Convergence of $\int_{0}^{\pi^{2}}\frac{1}{1-\cos(\sqrt{x})}dx$

Question

I need to compare this integral $\int_{0}^{\pi^{2}}\frac{1}{1-\cos(\sqrt{x})}dx$ to another one in order to ensure its convergence, but I can't find the proper one, because $\frac{1}{1-\sqrt{x}}$ is not continuous.

Answer 1

Using small angle approximation, $\sin(x)\approx x$.Hence $\cos(x)\approx 1- \frac{x^2}{2}$. So, $\cos(\sqrt{x})\approx 1- \frac{x}{2}$. Decomposing the given integral,

$$\int_{0}^{\pi^2} \frac{1}{1-\cos(\sqrt{x})}dx=\int_{0}^{\delta} \frac{1}{1-\cos(\sqrt{x})}dx+\int_{\delta}^{\pi^2} \frac{1}{1-\cos(\sqrt{x})}dx,$$ where $\delta>0$ is arbitrary small. Now,

$$\int_{0}^{\delta} \frac{1}{1-\cos(\sqrt{x})}dx \approx \int_{0}^{\delta} \frac{1}{1-(1-\frac{x}{2})}dx=2(\ln|x|)_{0}^{\delta},$$ which approaches $\infty$ as $x \rightarrow 0^+$. Hence,the first integral diverges. So does the original one.

Answer 2

@SL_MathGuy already showed that the definite integral diverges.
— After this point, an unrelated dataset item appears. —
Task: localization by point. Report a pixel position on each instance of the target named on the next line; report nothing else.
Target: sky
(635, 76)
Using the tangent half-angle substitution and one integration by parts, the antiderivative is given by $$J(x)=\int\frac{dx}{1-\cos \left(\sqrt{x}\right)}=4 \log \left(\sin \left(\frac{\sqrt{x}}{2}\right)\right)-2 \sqrt{x} \cot \left(\frac{\sqrt{x}}{2}\right)$$ and, since $J(\pi^2)=0$ $$\int_\epsilon^{\pi ^2}\frac{dx}{1-\cos \left(\sqrt{x}\right)}=2 \sqrt{\epsilon } \cot \left(\frac{\sqrt{\epsilon }}{2}\right)-4 \log \left(\sin \left(\frac{\sqrt{\epsilon }}{2}\right)\right)$$ which, expanded a a series gives $$-2 \log (\epsilon )+4(1+ \log (2))-\frac{\epsilon }{6}-\frac{\epsilon ^2}{240}+O\left(\epsilon ^{3}\right)$$

Computed for $\epsilon=\frac 1 {100}$, the exact result would be $$\frac{1}{5} \cot \left(\frac{1}{20}\right)-4 \log \left(\sin \left(\frac{1}{20}\right)\right)\approx 15.98126201077$$ while the above truncated expansion would give $$\frac{9595999}{2400000}+\log (160000)\approx 15.98126201088$$

Answer 3

Because for each small $t $ the series for the cosine is alternating with decreasing absolute values of the term, we have by Leibnitz criterion that $$\tag1 1\cos t\leq1-\frac {t^2}2. $$ More precisely, using Taylor's remainder we have $$\cos t=1-\frac {t^2}2+\frac { (\cos c)\, t^4}{24}$$ for $c $ between $0$ and $t $. If $0 <t <\frac\pi2$, then the error term is positive and we get $(1) $. Then $$\frac1 {1-\cos\sqrt x}\geq\frac1 {(\sqrt x)^2/2}=\frac2x, $$and $$\int_0^{\pi^2}\frac1 {1-\cos\sqrt x}\,dx\geq\int_0^{\pi/4}\frac1 {1-\cos\sqrt x}\,dx\geq\int_0^{\pi/4}\frac 2 {x}\,dx=\infty. $$